O subtítulo da foto – ‘Difícil imaginar “as estrelas” de hoje numa situação como esta’- evidencia a preocupação da grande maioria dos craques atuais com badalações, carrões, mansões, jatinhos particulares e, como agora na Copa do Qatar, em consumir picanha folheada a ouro
O local em que se encontram os jogadores é, na verdade, a frente do Hotel Palace, em que estava hospedada a delegação. Este engano já tinha sido apontado pelo jornalista poços-caldense Luis Nassif, em postagem antiga do Instagram e, recentemente, no Programa do Conde, na TV GGN, de 01/12. Ele vivenciou a estada da seleção em Poços, e conta, como “causo”, que não identificou o atacante Mazzola (Palmeiras) num treino, confundindo-o, pela complexão física, com o filho do padeiro da cidade.
Para tentar descobrir a origem da foto pesquisei nos acervos virtuais de jornais da época e na Hemeroteca Digital da Biblioteca Nacional. Encontrei-a na edição do matutino carioca “Correio da Manhã”, de 13/04/1958, com a legenda: “À direita: uma verdadeira equipe (onze) à porta do hotel”.
Estava descartada, assim, a estação de trem como cenário da fotografia dos jogadores, que, não sendo nomeados individualmente, tornou possível sua identificação equivocada, posteriormente. Vale salientar que a seleção desembarcou para os treinos em Poços de Caldas nas asas da Real Aerovias.

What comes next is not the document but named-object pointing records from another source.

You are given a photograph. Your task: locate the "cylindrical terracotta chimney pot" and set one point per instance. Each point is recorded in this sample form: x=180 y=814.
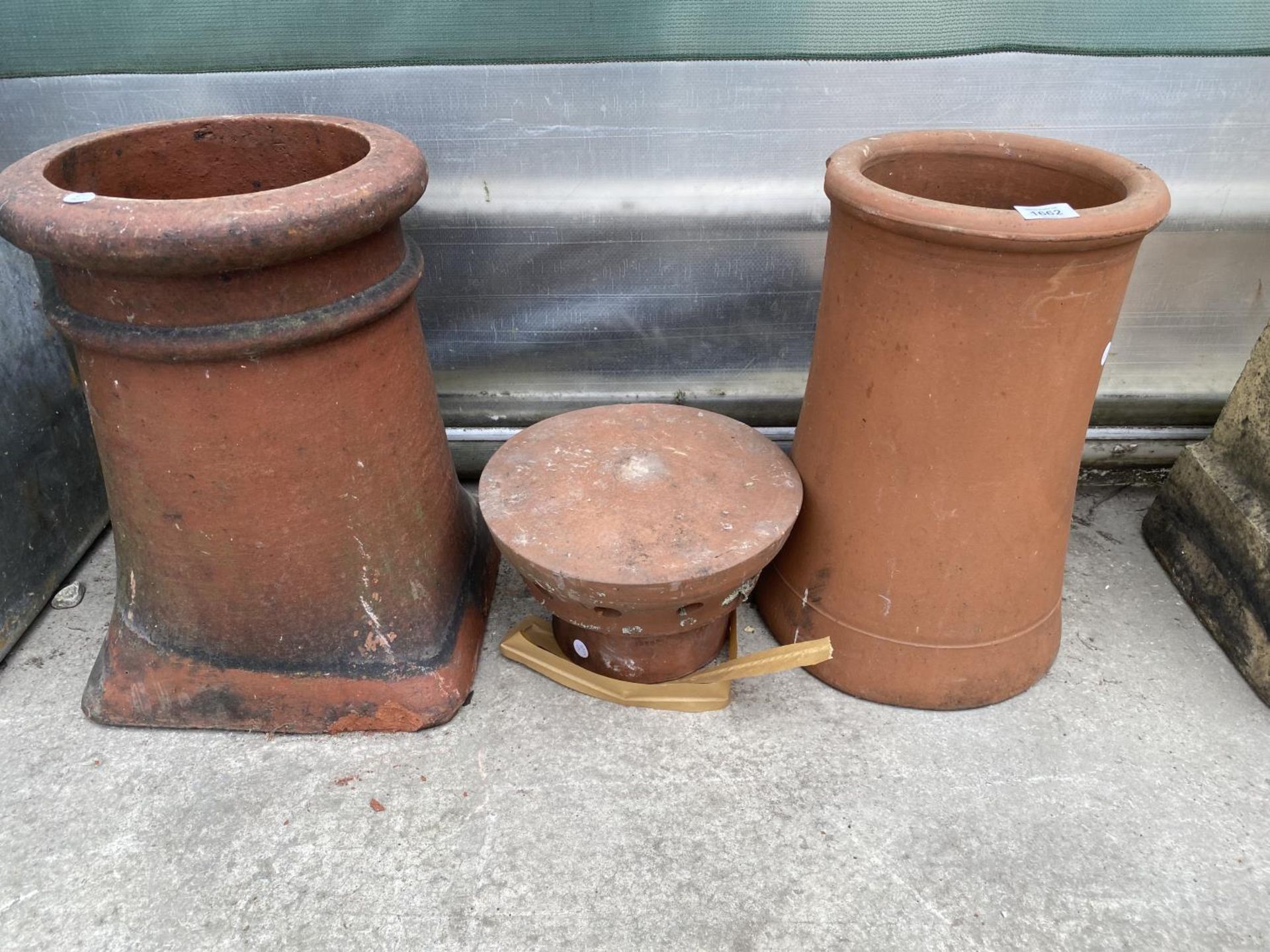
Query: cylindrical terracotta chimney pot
x=640 y=527
x=295 y=553
x=958 y=350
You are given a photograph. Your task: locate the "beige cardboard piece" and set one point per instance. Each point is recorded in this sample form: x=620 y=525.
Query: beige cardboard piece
x=709 y=690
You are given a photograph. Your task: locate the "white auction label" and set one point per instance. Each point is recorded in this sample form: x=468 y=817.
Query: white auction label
x=1060 y=210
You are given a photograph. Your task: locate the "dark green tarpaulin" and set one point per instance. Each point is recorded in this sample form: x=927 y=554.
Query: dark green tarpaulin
x=59 y=37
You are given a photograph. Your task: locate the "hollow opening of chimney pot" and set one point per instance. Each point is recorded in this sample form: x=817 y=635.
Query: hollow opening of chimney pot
x=211 y=159
x=990 y=180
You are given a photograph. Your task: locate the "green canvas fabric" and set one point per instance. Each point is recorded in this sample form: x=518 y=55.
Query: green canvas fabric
x=62 y=37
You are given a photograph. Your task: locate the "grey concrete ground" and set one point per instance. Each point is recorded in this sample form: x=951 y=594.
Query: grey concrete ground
x=1124 y=803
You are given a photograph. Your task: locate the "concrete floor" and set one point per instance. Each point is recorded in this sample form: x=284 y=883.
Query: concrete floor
x=1124 y=803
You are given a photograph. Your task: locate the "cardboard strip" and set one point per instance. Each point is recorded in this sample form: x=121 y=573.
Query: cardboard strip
x=710 y=690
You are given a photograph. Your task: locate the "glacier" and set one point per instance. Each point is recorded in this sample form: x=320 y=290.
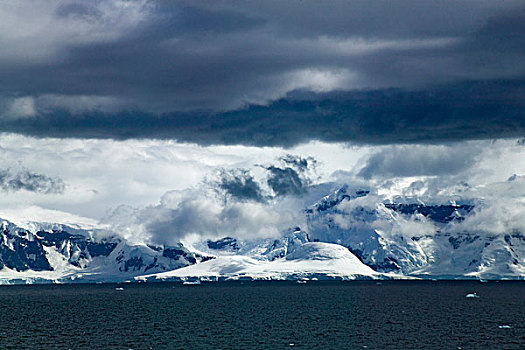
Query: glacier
x=350 y=233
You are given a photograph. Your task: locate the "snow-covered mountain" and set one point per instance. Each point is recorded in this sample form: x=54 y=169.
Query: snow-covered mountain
x=351 y=233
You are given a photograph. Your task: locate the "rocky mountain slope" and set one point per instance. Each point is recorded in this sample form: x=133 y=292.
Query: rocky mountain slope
x=350 y=233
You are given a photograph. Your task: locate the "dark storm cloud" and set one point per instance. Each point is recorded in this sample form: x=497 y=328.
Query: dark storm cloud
x=291 y=178
x=403 y=161
x=29 y=181
x=240 y=184
x=466 y=111
x=408 y=71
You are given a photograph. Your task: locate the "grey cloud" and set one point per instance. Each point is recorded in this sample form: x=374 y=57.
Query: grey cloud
x=29 y=181
x=456 y=71
x=403 y=161
x=285 y=181
x=240 y=184
x=475 y=110
x=301 y=164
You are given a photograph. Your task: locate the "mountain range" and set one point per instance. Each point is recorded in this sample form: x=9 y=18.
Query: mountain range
x=348 y=234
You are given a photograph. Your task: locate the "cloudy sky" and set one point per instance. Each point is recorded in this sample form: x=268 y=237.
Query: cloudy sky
x=131 y=109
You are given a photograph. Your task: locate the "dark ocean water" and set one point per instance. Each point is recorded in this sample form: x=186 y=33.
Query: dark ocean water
x=265 y=315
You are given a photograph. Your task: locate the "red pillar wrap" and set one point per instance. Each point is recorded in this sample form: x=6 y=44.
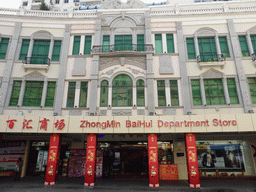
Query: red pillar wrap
x=53 y=160
x=89 y=177
x=193 y=172
x=153 y=161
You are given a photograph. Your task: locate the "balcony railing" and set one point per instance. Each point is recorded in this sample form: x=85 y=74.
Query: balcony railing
x=122 y=47
x=210 y=58
x=40 y=60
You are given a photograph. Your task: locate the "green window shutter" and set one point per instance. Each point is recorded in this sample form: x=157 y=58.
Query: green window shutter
x=232 y=91
x=170 y=43
x=207 y=49
x=76 y=45
x=87 y=45
x=140 y=93
x=71 y=94
x=123 y=42
x=122 y=91
x=224 y=46
x=3 y=47
x=24 y=49
x=253 y=39
x=174 y=93
x=83 y=94
x=196 y=92
x=140 y=42
x=158 y=43
x=15 y=93
x=191 y=48
x=252 y=86
x=49 y=100
x=56 y=51
x=40 y=52
x=106 y=43
x=33 y=93
x=104 y=94
x=244 y=46
x=214 y=92
x=161 y=93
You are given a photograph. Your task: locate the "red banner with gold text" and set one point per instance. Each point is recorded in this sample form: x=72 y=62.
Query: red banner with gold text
x=153 y=161
x=193 y=172
x=90 y=160
x=53 y=160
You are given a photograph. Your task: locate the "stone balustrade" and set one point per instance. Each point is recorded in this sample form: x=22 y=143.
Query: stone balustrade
x=200 y=8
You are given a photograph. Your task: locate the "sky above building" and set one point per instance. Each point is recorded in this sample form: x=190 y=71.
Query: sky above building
x=16 y=3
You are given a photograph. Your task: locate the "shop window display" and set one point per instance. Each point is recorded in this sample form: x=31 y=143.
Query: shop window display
x=221 y=156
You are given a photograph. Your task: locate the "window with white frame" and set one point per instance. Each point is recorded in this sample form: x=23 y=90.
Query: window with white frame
x=214 y=91
x=212 y=48
x=170 y=86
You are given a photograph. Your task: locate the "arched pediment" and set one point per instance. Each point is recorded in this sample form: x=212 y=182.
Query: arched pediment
x=252 y=30
x=34 y=76
x=117 y=4
x=206 y=31
x=42 y=35
x=212 y=74
x=123 y=22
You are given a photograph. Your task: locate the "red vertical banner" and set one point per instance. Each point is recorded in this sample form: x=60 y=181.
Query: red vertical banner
x=53 y=160
x=89 y=177
x=193 y=171
x=153 y=161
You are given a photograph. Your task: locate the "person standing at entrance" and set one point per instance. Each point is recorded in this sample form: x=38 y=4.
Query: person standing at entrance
x=18 y=169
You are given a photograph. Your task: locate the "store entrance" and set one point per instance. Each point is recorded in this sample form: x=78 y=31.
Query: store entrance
x=125 y=160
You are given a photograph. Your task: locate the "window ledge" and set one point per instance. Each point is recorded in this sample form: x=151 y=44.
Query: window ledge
x=211 y=64
x=166 y=107
x=36 y=66
x=216 y=106
x=172 y=54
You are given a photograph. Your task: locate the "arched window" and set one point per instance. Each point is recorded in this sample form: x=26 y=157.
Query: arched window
x=104 y=94
x=140 y=93
x=122 y=91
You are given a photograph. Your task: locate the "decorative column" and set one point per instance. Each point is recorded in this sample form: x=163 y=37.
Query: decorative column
x=51 y=49
x=202 y=90
x=249 y=43
x=53 y=160
x=153 y=161
x=192 y=162
x=89 y=178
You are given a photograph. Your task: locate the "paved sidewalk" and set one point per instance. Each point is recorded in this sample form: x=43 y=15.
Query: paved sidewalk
x=36 y=184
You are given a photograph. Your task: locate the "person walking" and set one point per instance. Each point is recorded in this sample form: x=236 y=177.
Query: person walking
x=18 y=169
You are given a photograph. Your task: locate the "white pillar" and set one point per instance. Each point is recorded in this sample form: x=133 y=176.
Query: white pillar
x=225 y=88
x=30 y=49
x=82 y=41
x=44 y=92
x=175 y=41
x=71 y=44
x=202 y=91
x=134 y=96
x=51 y=49
x=22 y=91
x=77 y=93
x=167 y=92
x=196 y=46
x=164 y=43
x=249 y=42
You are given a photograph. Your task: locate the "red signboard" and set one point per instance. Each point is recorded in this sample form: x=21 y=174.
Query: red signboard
x=168 y=172
x=153 y=161
x=90 y=160
x=53 y=160
x=193 y=172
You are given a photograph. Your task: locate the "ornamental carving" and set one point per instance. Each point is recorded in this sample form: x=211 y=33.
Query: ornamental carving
x=130 y=4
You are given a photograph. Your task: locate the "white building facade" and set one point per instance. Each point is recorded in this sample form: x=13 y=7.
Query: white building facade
x=127 y=70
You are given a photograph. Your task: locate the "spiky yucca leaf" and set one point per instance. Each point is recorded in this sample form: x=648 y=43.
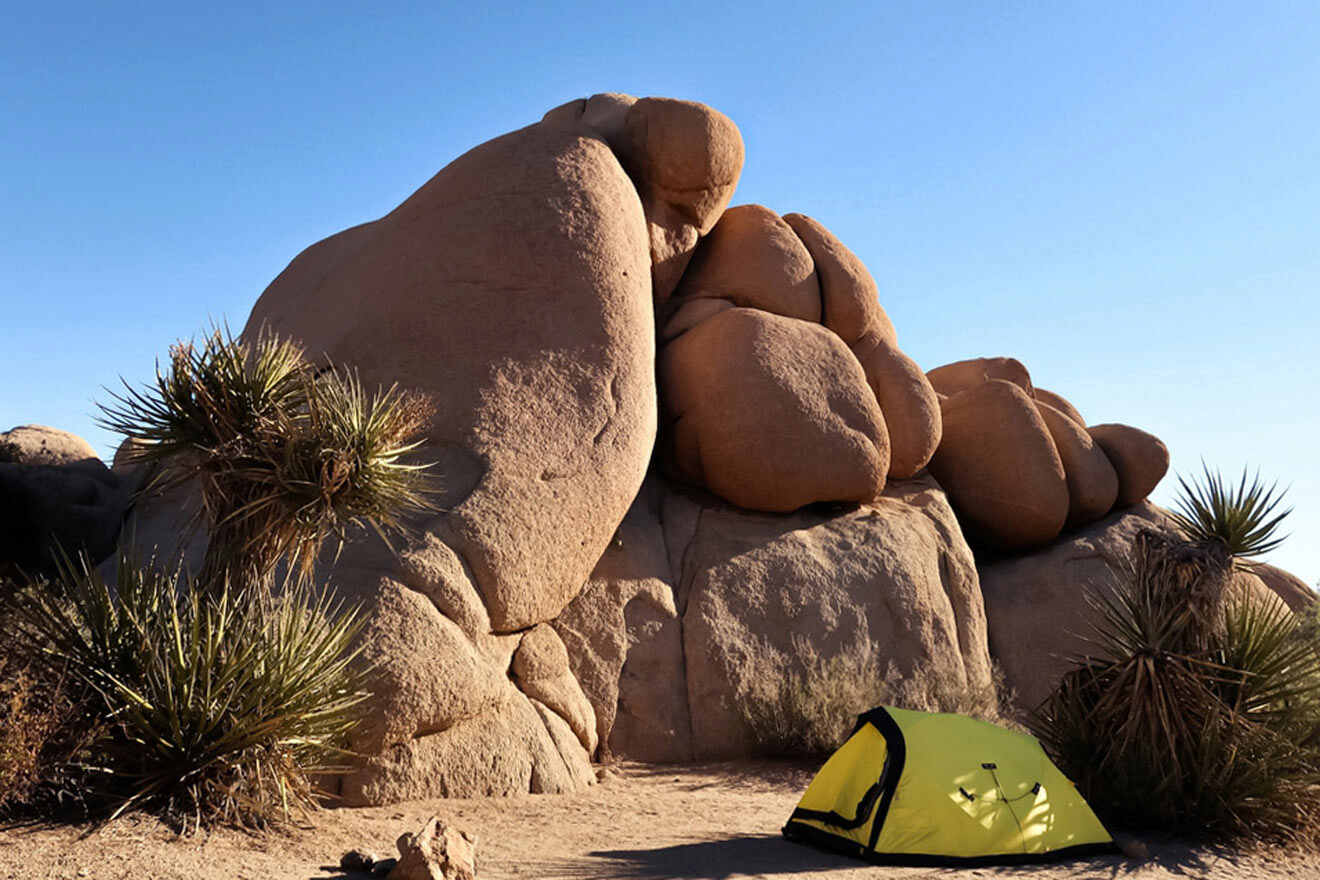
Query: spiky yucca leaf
x=221 y=705
x=1242 y=519
x=285 y=455
x=1180 y=721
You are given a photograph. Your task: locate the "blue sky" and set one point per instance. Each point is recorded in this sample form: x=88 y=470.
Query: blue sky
x=1121 y=194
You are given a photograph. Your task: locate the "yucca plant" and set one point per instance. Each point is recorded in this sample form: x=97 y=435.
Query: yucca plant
x=1244 y=519
x=287 y=455
x=1188 y=713
x=218 y=705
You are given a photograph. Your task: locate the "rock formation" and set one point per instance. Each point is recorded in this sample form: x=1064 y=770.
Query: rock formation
x=1019 y=462
x=774 y=343
x=1036 y=604
x=681 y=454
x=56 y=495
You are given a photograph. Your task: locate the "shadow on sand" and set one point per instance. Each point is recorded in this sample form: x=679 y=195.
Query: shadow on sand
x=772 y=856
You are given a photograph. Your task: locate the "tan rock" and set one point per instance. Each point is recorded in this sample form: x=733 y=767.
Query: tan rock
x=42 y=445
x=684 y=158
x=56 y=498
x=910 y=405
x=766 y=593
x=515 y=288
x=428 y=673
x=850 y=302
x=1038 y=608
x=689 y=314
x=502 y=752
x=1060 y=404
x=541 y=670
x=438 y=851
x=999 y=466
x=754 y=259
x=625 y=644
x=962 y=375
x=771 y=413
x=1294 y=591
x=1092 y=482
x=1141 y=459
x=1248 y=586
x=1036 y=604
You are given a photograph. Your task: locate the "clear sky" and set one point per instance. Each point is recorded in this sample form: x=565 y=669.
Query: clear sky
x=1123 y=195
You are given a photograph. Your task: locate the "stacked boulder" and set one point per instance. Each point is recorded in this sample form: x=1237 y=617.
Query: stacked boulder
x=1019 y=462
x=580 y=304
x=780 y=376
x=56 y=498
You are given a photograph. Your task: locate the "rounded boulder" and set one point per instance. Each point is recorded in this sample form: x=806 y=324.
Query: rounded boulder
x=771 y=413
x=1092 y=482
x=1139 y=458
x=999 y=467
x=754 y=259
x=910 y=405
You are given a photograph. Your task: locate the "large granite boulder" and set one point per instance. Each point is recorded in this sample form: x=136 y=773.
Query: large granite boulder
x=516 y=289
x=1001 y=467
x=1294 y=591
x=684 y=158
x=775 y=351
x=721 y=600
x=1036 y=604
x=1139 y=459
x=771 y=413
x=56 y=496
x=1021 y=463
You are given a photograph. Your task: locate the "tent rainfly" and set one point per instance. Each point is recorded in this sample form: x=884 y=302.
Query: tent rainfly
x=920 y=788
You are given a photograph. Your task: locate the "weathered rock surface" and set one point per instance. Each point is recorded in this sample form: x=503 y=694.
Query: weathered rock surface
x=755 y=260
x=762 y=591
x=1059 y=403
x=514 y=286
x=952 y=379
x=1036 y=604
x=999 y=466
x=1092 y=482
x=541 y=670
x=56 y=496
x=623 y=640
x=42 y=445
x=910 y=405
x=1294 y=591
x=684 y=158
x=438 y=851
x=1104 y=466
x=1141 y=459
x=850 y=302
x=771 y=413
x=791 y=267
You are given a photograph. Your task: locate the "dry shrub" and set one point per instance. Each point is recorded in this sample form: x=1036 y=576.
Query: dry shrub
x=813 y=711
x=1189 y=713
x=44 y=732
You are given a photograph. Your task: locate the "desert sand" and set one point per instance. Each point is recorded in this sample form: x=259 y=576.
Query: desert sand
x=689 y=822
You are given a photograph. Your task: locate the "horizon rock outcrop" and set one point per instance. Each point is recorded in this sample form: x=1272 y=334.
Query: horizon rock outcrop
x=681 y=455
x=718 y=602
x=56 y=496
x=1036 y=604
x=1019 y=462
x=774 y=343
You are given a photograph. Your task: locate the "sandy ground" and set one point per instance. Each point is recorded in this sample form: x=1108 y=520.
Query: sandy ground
x=692 y=822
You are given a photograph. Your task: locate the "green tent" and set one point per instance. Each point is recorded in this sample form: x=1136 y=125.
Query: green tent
x=920 y=788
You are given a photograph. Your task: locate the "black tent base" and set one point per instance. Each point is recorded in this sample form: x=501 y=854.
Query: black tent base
x=799 y=833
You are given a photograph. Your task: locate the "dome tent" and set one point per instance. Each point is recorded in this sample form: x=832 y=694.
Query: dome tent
x=922 y=788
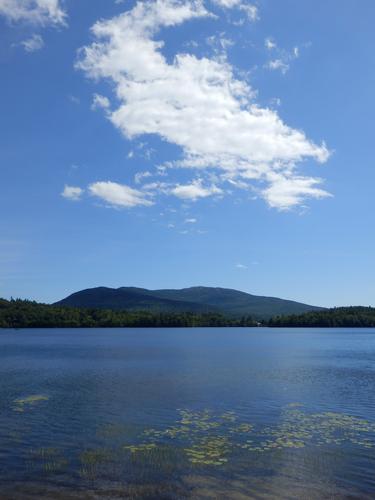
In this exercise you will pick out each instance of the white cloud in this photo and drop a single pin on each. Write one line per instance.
(278, 64)
(250, 10)
(73, 193)
(282, 58)
(194, 191)
(41, 12)
(196, 104)
(286, 192)
(119, 195)
(32, 44)
(100, 102)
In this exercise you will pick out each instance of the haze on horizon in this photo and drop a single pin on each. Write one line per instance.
(168, 144)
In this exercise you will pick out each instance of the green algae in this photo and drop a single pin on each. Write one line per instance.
(209, 439)
(21, 404)
(140, 448)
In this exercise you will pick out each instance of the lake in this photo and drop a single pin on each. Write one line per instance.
(187, 413)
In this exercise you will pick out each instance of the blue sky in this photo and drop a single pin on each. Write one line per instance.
(170, 144)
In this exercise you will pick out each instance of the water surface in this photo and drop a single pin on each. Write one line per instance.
(187, 413)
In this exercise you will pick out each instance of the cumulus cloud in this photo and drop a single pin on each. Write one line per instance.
(32, 44)
(40, 12)
(118, 195)
(194, 191)
(199, 105)
(278, 64)
(285, 192)
(250, 10)
(73, 193)
(100, 102)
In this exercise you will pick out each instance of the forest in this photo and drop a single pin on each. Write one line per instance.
(337, 317)
(17, 313)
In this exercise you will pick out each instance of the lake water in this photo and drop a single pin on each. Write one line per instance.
(187, 413)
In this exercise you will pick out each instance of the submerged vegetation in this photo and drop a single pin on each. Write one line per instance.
(27, 314)
(211, 440)
(22, 404)
(194, 443)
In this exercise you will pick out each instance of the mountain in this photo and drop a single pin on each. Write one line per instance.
(195, 299)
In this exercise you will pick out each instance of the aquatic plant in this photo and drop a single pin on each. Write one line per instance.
(209, 440)
(20, 404)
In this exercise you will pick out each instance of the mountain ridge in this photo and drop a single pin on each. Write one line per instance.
(197, 299)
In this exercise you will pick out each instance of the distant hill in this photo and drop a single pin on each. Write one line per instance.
(195, 299)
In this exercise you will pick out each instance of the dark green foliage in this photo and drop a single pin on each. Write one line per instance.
(195, 299)
(27, 314)
(356, 317)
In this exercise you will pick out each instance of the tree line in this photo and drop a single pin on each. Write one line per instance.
(28, 314)
(337, 317)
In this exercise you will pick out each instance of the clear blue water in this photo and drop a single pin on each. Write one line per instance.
(187, 413)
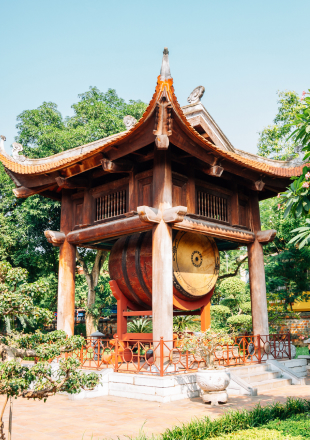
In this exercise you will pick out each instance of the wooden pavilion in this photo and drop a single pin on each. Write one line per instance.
(159, 175)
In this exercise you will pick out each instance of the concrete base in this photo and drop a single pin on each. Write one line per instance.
(143, 387)
(247, 380)
(215, 397)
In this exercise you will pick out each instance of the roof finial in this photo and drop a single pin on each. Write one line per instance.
(2, 140)
(165, 68)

Outro caso de equívoco na identificação de imagens apontei na minha crônica de estreia neste Jornal GGN – “Se a lenda supera o fato imprima-se a lenda” – https://jornalggn.com.br/destaque-secundario/se-a-lenda-supera-o-fato-imprima-se-a-lenda-por-jose-carlos-faria/
Trata-se de foto do primeiro jogo do Brasil na Copa de 62, contra o México, divulgada em várias mídias, em que um solitário atacante brasileiro aparece cercado, na grande área, por oito adversários. Uma das publicações foi no livro biográfico do jogador, “Estrela Solitária”, de Ruy Castro (pag. 259), com a legenda: “Muralha azteca: oito mexicanos tentam marcar Garrincha”
A imagem original, publicada na Revista O CRUZEIRO, de 16/06/1962, tem como legenda: “Na foto aparecem nove mexicanos, contando com o goleiro Carbajal, que está atento a uma manobra de VAVÁ”. Desta maneira, o centroavante Vavá foi suprimido da famosa jogada e substituído pelo Mané.
Esta última imagem, portanto, não serve para comprovar a genialidade do Mané, da mesma forma que, para se demonstrar a simplicidade dos jogadores de outrora, comparativamente à ostentação dos atuais, a foto da “estação do trem” não serve. Em ambos os casos, eu quis apenas reconstituir a verdade histórica do documento fotográfico.